To accompany the slides of a seminar presentation I am about to give next week, I have written out some of my thoughts around it. They form the tip of a theoretical iceberg that I am carving out in my thesis.
Little has been researched
about group activities and interventions that generate sustained beneficial
effects for adults, and even less where writing is the medium for their
development.
I emphasise groups, to differentiate from the studies
of the benefits of individual writing, which is mostly not shared with others
(e.g. Pennebaker).
I hope to play a part in the formation of a
systematic conceptual base, starting with my own experience. I want to find
academically accepted concepts to tell what happens to people in the process of
writing ‘together’.
My experiences of facilitating
writing groups with participants who had issues in common, like post-traumatic
stress, showed me that people got much more out of the process than they
expected at the start. Studying these reactions several years after the groups
had ended, I concluded that the ‘much more’ above their initial expectations
was a complex of changing behaviours and attitudes to the world. This
combination of features I have come to call personal development in a wide
sense of the term.
If ‘clinical’ writing groups
(with persons who share particular problems) indeed possess such a
developmental potential, they might be useful in non-clinical populations too.

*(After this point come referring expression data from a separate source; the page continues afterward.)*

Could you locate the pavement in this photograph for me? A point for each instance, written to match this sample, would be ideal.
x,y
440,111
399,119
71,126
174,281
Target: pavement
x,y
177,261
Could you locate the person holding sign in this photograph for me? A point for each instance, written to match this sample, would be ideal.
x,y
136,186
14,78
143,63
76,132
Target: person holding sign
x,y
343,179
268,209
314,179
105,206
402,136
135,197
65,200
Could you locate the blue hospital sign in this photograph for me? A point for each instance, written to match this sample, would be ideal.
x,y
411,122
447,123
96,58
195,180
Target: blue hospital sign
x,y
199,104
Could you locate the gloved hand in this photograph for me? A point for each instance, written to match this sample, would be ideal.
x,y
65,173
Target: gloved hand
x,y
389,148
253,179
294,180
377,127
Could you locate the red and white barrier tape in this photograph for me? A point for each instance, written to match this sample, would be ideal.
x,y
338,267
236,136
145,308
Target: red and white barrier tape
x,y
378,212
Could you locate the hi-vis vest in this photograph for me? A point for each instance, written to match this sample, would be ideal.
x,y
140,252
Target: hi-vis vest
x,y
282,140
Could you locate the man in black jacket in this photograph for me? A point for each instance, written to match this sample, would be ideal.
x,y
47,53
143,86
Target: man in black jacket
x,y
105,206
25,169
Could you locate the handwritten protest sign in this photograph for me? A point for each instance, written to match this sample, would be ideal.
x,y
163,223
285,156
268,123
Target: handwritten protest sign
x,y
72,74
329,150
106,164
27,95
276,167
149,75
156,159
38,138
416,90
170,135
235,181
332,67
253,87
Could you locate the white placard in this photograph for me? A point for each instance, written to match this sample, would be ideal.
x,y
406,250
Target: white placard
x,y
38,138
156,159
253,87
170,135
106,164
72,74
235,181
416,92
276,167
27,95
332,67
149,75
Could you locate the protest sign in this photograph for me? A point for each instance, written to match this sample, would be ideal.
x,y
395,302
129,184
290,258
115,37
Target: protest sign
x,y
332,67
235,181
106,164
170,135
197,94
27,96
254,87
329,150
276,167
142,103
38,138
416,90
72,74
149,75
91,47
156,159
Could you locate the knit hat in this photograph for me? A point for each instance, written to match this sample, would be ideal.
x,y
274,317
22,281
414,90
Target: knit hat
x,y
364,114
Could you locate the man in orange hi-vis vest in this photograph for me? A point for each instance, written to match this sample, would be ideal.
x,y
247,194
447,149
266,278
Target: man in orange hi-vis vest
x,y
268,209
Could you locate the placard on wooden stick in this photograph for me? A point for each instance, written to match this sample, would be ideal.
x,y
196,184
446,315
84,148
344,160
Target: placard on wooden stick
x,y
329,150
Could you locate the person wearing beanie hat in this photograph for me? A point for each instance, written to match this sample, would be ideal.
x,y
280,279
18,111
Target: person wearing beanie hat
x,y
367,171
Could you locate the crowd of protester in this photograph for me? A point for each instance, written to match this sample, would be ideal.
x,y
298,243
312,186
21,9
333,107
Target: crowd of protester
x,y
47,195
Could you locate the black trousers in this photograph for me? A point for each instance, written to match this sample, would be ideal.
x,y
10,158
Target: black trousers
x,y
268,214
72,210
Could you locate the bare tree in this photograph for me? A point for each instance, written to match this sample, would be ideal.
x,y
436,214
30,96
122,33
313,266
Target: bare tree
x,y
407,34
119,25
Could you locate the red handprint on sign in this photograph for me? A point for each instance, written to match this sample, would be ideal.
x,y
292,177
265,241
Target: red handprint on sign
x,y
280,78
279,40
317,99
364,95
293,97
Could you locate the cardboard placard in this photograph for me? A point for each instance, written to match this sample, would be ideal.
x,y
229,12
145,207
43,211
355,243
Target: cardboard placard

This is the heart of the study “Personal Development in Structured Writing
Groups’, which is now in its last year before completion.
The immediate purpose of
clinical groups may be easier to comprehend. In groups that share a common
issue, like refugees or sufferers from and survivors of an illness, trust often
begins with a helpful illusion of mutual understanding: ‘We’re all in the same
boat’.
In a similar vein, assessing the extent of coping with the affliction,
rather than with life in general, appears a straightforwardly practical
evaluation of effectiveness of clinical groups. It seems to me that if personal
development can be convincingly shown to occur in adults who do not share a
particular clinical feature, it would be a strong argument in favour of using
structured writing in adult groups of any kind.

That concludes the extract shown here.